Payday/High-cost Loans

CFPB Moves to Protect Predatory Payday Lenders

Federal Proposal Plans to Gut Debt-Trap Rules

Washington D.C. Today, the Consumer Financial Protection Bureau (CFPB) proposed new rules that would repeal the CFPB’s current rules on payday loans, car-title loans, and similar forms of credit.

Last October, the CFPB finalized a rule on Payday, Vehicle Title, and Certain High-Cost Installment Loans. Under the rule, creditors offering payday loans, and similar forms of credit, would be required to determine whether borrowers could afford loan payments while meeting their other expenses. Payday lenders were required to comply with these protections, which were the product of years of study, analysis and public comment, by August 19, 2019.

With new leadership in place at the CFPB, the agency is now signaling its intentions to reverse course.

Christopher Peterson, CFA’s Director of Financial Services and the John J. Flynn Endowed Professor of Law at the University of Utah, outlined the following concerns:

“While not perfect, the CFPB’s final payday lending rule was a giant step toward helping struggling families avoid debt traps.
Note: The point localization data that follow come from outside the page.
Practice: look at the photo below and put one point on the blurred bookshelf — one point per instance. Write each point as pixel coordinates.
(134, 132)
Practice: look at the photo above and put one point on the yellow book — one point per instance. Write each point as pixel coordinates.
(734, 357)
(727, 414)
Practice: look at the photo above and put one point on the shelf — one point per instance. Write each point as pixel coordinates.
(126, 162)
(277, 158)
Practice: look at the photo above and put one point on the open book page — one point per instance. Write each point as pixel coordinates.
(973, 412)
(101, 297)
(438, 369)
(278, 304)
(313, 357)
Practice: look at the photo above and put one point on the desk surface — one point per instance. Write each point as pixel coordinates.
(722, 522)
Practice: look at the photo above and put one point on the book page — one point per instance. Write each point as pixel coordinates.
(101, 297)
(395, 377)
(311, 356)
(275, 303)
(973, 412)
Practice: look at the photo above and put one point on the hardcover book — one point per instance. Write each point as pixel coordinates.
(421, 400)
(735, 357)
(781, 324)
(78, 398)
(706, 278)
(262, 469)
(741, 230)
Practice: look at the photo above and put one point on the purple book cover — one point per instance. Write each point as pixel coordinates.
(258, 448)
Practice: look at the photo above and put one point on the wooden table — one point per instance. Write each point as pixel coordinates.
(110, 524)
The regulation would have simply required that payday lenders consider whether loan applicants could afford their loan before extending credit.

Less than a day after calling for compromise and unity in his State of the Union address, President Trump’s consumer protection agency is proposing to eliminate rules, arrived at by compromise, which would protect struggling consumers from triple-digit interest loan traps.
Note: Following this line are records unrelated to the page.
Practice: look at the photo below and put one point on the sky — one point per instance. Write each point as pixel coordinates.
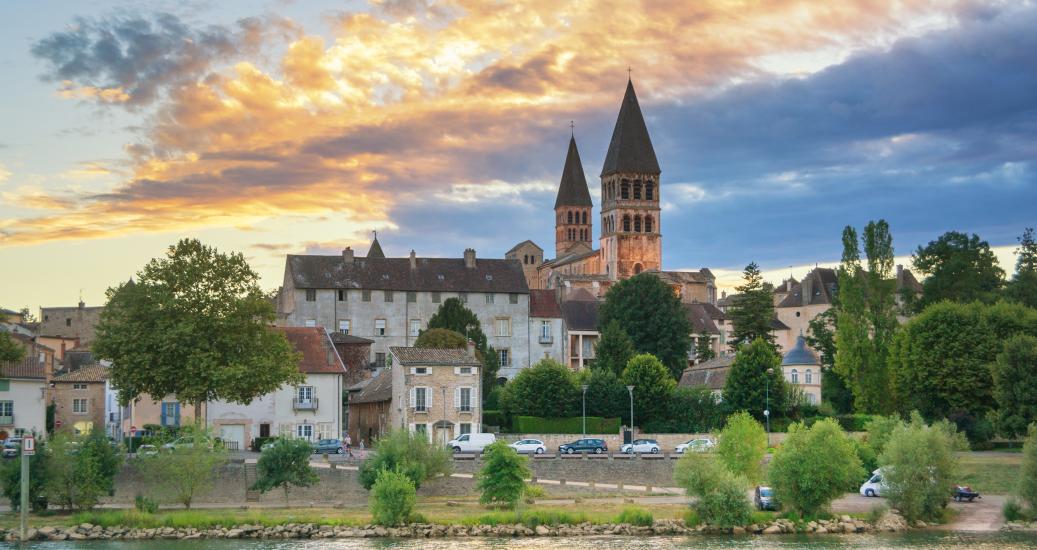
(275, 127)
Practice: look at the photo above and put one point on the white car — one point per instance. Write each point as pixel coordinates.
(696, 445)
(640, 445)
(529, 446)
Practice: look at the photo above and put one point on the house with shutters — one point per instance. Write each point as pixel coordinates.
(435, 391)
A super-majority of Americans, both Republicans and Democrats, support an interest rate limit of 36 percent. Instead, of siding with the public, or even the CFPB’s compromise rules, President Trump’s consumer protection agency is working hand-in-hand with the usurious money changers that trap consumers in an endless, and devastating, debt cycle.
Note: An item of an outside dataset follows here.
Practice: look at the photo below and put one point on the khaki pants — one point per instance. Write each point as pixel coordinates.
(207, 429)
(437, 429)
Payday loans have average interest rates of about 400 percent. By way of comparison, New York City loan sharking syndicates typically charged interest rates of 250 percent in the 1960s. The CFPB, itself, found that a majority of short-term payday loan victims are typically trapped in at least 10 loans in a row—paying far, far more in fees than they received in credit.

The CFPB was supposed to protect consumers. Unfortunately, the agency is now working to protect payday lenders.”